The efficacy of PACK-CXL is pathogen-dependent, with robust evidence for bacterial keratitis but variable results in fungal, Acanthamoeba, and herpetic infections[29,35]. Deep stromal involvement reduces effectiveness due to limited UVA penetration, and aggressive enzymatic destruction may eventually necessitate PK[34]. Standardized protocols for different pathogens are lacking, and treatment response criteria vary across studies[44]. Logistical barriers, including device access and training, persist in low-resource settings. Despite improvements in treatment accessibility through slit-lamp mounted and portable PACK-CXL devices, widespread adoption remains contingent on sufficient resource availability and supportive infrastructure[7]. In this context, the potentiality of mobile eye care units, as demonstrated by Abdulhussein et al[45] for other ocular disease entities, such as age related macular disease or glaucoma, provides a compelling model for outreach delivery of PACK-CXL. Such units could probably be further equipped with portable cross-linking devices that would be able to be slit-lamp mounted. This model could not only bring care closer to remote populations, but also reduce the burden on tertiary centers and minimize delay in initiating appropriate and targeted therapy[46]. Clinicians also hesitate to omit antibiotics, favoring adjunctive use to address resistance and ulcer stage variability[47].

CONCLUSION

The study by Edwar et al[3] highlights the challenges of managing severe infectious keratitis, with high complication rates and limited visual gains underscoring the need for earlier interventions. PACK-CXL offers a practical, antimicrobial, and tissue-stabilizing alternative to delay or avoid PK. The ability to perform PACK-CXL in outpatient settings, along with its proven benefit in bacterial keratitis, supports its potential for broader use, especially in low-resource environments. Nonetheless, limitations persist, such as variable effectiveness depending on the pathogen, lack of standardized treatment protocols, and unequal access. While highly effective against bacterial infections, its role is limited in deep fungal or protozoal ulcers and is not recommended in herpetic keratitis. Timely application, appropriate ulcer depth, and adjunctive antibiotics are critical for success.

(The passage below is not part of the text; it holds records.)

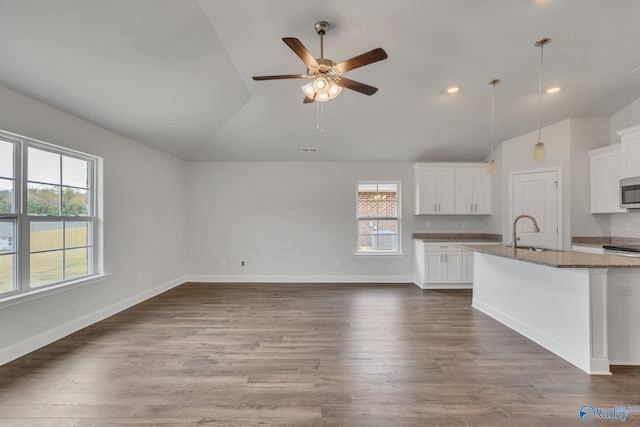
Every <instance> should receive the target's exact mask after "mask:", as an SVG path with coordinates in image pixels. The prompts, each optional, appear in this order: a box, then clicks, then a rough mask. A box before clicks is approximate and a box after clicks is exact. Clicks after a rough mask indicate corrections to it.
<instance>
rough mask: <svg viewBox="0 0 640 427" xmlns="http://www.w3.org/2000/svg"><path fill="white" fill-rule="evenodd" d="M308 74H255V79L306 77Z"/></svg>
mask: <svg viewBox="0 0 640 427" xmlns="http://www.w3.org/2000/svg"><path fill="white" fill-rule="evenodd" d="M306 78H309V76H307V75H306V74H281V75H279V76H254V77H253V80H282V79H306Z"/></svg>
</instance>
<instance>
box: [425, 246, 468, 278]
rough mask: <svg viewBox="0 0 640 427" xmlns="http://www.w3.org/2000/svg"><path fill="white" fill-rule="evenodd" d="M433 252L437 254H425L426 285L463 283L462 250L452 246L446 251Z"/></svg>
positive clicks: (425, 253) (433, 249) (458, 248)
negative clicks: (432, 284) (434, 284)
mask: <svg viewBox="0 0 640 427" xmlns="http://www.w3.org/2000/svg"><path fill="white" fill-rule="evenodd" d="M429 250H430V249H427V251H429ZM431 250H433V251H435V252H425V253H424V257H425V265H426V277H425V280H424V283H462V249H460V248H456V247H454V246H450V247H448V248H447V249H444V250H442V249H431Z"/></svg>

Advancing the integration of PACK-CXL into corneal ulcer management requires a multifaceted approach. Developing pathogen-specific protocols through high-quality RCT is essential to optimize treatment outcomes across bacterial, fungal, and protozoal etiologies. Refining patient selection criteria, particularly through imaging modalities like anterior segment optical coherence tomography, will enhance precision in assessing ulcer depth and ensuring effective cross-linking penetration. Improving the portability and affordability of PACK-CXL devices is critical to address the high burden of keratitis in resource-limited regions, where access to advanced ophthalmic care remains a challenge. Expanding clinical training programs for ophthalmologists will facilitate broader adoption of PACK-CXL techniques and improve decision-making in diverse clinical scenarios. Long-term studies are needed to evaluate recurrence rates, endothelial safety, and the impact on graft survival, providing a comprehensive understanding of the role of PACK-CXL in both primary and post-keratoplasty settings. These efforts will collectively transition PACK-CXL from a promising adjunct to a cornerstone of infectious keratitis management.